Sep 30, 2008
Liberty debate grabs gold in first two tournemants for the year
by Drew Menard
The Liberty Debate team cleaned up the competition at the season-opening Georgia State Debate Tournament and claimed first place in the novice and junior varsity divisions.
The team of Melanie Darling and Beau Troxclair swept the novice division going 6-0 in the preliminary rounds and 4-0 in the elimination rounds. Maria Eller and Jessica Maddox, Joshua Armstrong and Joseph Autry, and Chelsea Thompson and Tierra Thompson also qualified for the elimination rounds representing Liberty. The dominant Flames went 6-1 in the elimination round. Darling and Troxclair claimed first place overall with Eller and Mattox taking second and Armstrong and Autry finishing in third place. This is the first debate ever for the novice debaters, making Darling and Troxclairs’ undefeated streak all the more phenomenal.
Austin Woodruff and Lincoln Garrett teamed up for the Flames junior varsity division and were awarded first place overall after going undefeated in the preliminary rounds.

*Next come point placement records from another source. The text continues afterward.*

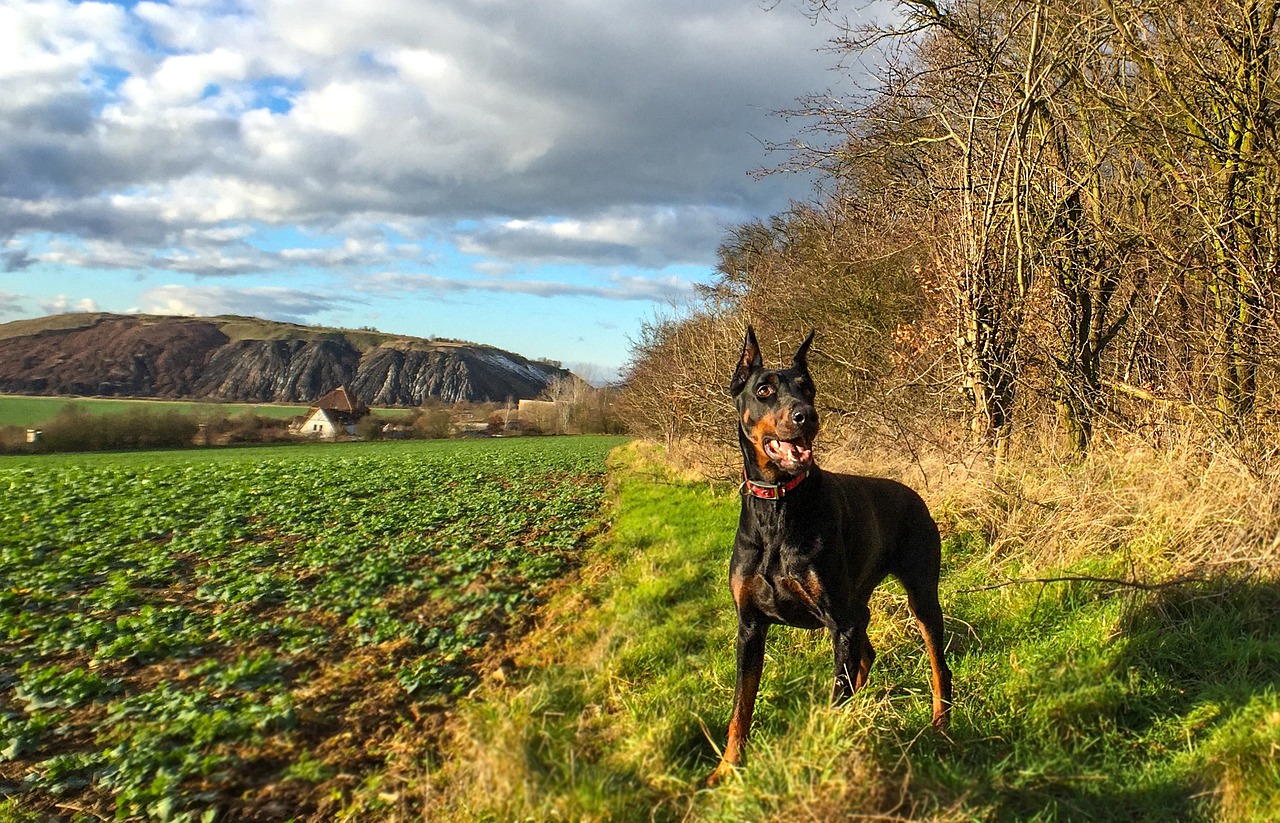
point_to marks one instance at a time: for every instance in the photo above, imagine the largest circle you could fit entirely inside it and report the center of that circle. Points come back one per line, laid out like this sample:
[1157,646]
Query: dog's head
[777,420]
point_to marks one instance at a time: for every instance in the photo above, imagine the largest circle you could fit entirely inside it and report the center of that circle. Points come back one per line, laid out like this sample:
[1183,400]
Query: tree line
[1040,214]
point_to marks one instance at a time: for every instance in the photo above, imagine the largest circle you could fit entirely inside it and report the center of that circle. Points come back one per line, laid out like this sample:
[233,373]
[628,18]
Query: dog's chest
[784,586]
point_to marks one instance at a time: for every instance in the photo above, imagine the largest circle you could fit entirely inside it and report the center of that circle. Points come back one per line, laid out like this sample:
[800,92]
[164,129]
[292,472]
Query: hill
[240,359]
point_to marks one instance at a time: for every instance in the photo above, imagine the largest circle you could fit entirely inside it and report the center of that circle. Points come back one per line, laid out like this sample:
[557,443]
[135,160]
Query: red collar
[769,490]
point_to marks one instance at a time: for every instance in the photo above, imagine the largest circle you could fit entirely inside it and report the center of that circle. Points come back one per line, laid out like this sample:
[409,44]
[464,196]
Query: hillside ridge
[241,359]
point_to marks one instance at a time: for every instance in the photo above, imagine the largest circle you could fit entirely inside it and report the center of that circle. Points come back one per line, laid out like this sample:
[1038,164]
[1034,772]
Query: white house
[324,425]
[333,415]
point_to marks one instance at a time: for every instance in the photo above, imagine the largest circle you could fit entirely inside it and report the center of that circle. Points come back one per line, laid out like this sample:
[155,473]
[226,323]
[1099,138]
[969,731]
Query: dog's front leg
[750,664]
[853,654]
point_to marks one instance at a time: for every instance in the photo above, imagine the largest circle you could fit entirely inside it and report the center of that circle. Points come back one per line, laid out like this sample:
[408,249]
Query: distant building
[333,415]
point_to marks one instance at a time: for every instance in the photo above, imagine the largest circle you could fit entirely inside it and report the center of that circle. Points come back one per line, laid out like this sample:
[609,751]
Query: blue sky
[542,177]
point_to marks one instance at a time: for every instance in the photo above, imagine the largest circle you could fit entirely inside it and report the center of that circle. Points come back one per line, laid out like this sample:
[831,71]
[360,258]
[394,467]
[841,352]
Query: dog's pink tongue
[790,453]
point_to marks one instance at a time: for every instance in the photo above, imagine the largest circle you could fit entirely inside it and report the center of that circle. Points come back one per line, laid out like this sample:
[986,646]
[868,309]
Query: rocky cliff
[250,360]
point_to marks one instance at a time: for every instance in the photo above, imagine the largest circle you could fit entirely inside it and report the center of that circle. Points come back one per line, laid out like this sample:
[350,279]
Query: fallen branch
[1114,581]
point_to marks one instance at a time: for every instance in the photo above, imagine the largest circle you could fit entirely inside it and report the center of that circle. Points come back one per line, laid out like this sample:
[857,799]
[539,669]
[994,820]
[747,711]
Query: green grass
[1074,702]
[18,410]
[187,635]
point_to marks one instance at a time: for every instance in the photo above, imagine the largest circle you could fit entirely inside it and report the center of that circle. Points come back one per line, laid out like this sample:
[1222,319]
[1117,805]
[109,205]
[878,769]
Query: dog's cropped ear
[801,357]
[749,360]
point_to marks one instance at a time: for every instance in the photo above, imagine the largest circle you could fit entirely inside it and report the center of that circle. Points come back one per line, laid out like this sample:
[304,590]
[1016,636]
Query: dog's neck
[771,490]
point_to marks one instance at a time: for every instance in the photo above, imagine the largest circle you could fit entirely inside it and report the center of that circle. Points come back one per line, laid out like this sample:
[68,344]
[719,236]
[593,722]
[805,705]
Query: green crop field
[256,634]
[18,410]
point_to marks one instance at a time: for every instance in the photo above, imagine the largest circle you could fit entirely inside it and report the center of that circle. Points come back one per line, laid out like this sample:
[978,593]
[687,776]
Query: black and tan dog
[812,544]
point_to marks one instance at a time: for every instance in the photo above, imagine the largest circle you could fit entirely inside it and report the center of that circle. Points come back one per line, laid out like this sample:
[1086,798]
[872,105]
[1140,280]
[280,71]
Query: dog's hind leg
[928,613]
[864,666]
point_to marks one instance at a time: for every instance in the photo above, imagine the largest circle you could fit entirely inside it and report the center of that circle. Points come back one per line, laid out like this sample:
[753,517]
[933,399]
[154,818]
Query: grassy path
[1075,700]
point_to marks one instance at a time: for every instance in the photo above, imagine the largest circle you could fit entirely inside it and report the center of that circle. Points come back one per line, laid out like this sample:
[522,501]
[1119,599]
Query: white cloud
[274,302]
[64,305]
[10,303]
[615,288]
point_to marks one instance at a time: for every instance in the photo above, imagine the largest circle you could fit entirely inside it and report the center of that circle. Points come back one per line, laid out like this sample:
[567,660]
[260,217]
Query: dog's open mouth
[791,456]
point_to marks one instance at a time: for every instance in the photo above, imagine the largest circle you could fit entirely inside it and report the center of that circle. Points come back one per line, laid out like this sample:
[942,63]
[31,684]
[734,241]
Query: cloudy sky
[540,175]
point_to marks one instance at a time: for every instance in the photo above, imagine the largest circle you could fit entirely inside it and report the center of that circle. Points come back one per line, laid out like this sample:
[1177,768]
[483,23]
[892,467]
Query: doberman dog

The Liberty teams of Amanda Atkins and Katie Jordan, and Jackie Poapst and Ryan Bass both had a 4-2 record going into the elimination rounds. Bass and Poapst claimed victory in their quarterfinal and were then eliminated in a split decision against Florida State in the semi-final round. Garrett and Woodruff defeated Emory University and Louisiana-Lafayette before overcoming Florida State in the finals.
The Flames carried their momentum from Georgia State into the Clarion University Debate Tournament this weekend. Led by varsity debaters Stephanie Dillard and Ross Garrett, who took first place in the tournament, Liberty won both the novice and varsity divisions. Thirteen of the 15 teams representing Liberty qualified for the elimination rounds.?
Dillard and Garrett went 5-1 in the preliminary rounds and joined Michelle Oh and Joshua Turnage, Eddie Fitzgerald and Jeff White, and Amy Boyd and Ben Hagwood in the elimination rounds.?Darling and Troxclair extended their unbeaten streak, finishing the tournament 9-0 and claiming first place overall.
Catherine Hardee and Kate Lacaze finished the preliminary rounds 4-2 and went 3-0 in the elimination rounds to meet Darling and Troxclair in the final, setting up an all-Liberty final round.?
Garrett and Woodruff were upset in a split-decision final round, preventing a Liberty sweep in all three divisions. Garrett and Woodruff were 6-0 in the preliminary rounds. ?
The Flames were also dominant in the individual top speaker awards claiming six of the top ten awards in both the varsity and novice divisions and claimed first through sixth place in the junior varsity awards.?
“We hope some of this momentum carries over into the future,” Director of Debate Michael Hall said.
Hall noted that the most outstanding aspect of the Debate Team was its commitment to the team, rather than individual success.
“It was an encouragement to know that our hard work was paying off in our tournaments by our outstanding results as a team,” Darling said.
Three governing intercollegiate debate organizations, the American Debate Association (ADA), the Cross Examination Debate Association (CEDA) and the National Debate Tournament (NDT) award points based on team performance in each tournament that are used to issue mid-season and year-end rankings, according to a press release by the Liberty University
At the conclusion of the 2005-2006 season, Liberty became the first school to win the championship in all three organizations. Liberty reclaimed its triple title after the 2006-2007 season. Liberty claimed the ADA championship in 2008 and took second in both the CEDA and NDT rankings.
Fourteen debaters have returned to the lineup this season, six on the junior varsity team and eight competing at the varsity level. There are 18 new debaters competing at the novice level this season.
This year the resolution, or topic for debate, is “that the United States Federal Government should substantially reduce its agricultural support, at least eliminating nearly all of the domestic subsidies, for biofuels, Concentrated Animal Feeding Operations, corn, cotton, dairy, fisheries, rice, soybeans, sugar and/or wheat,” according to the CEDA Web site.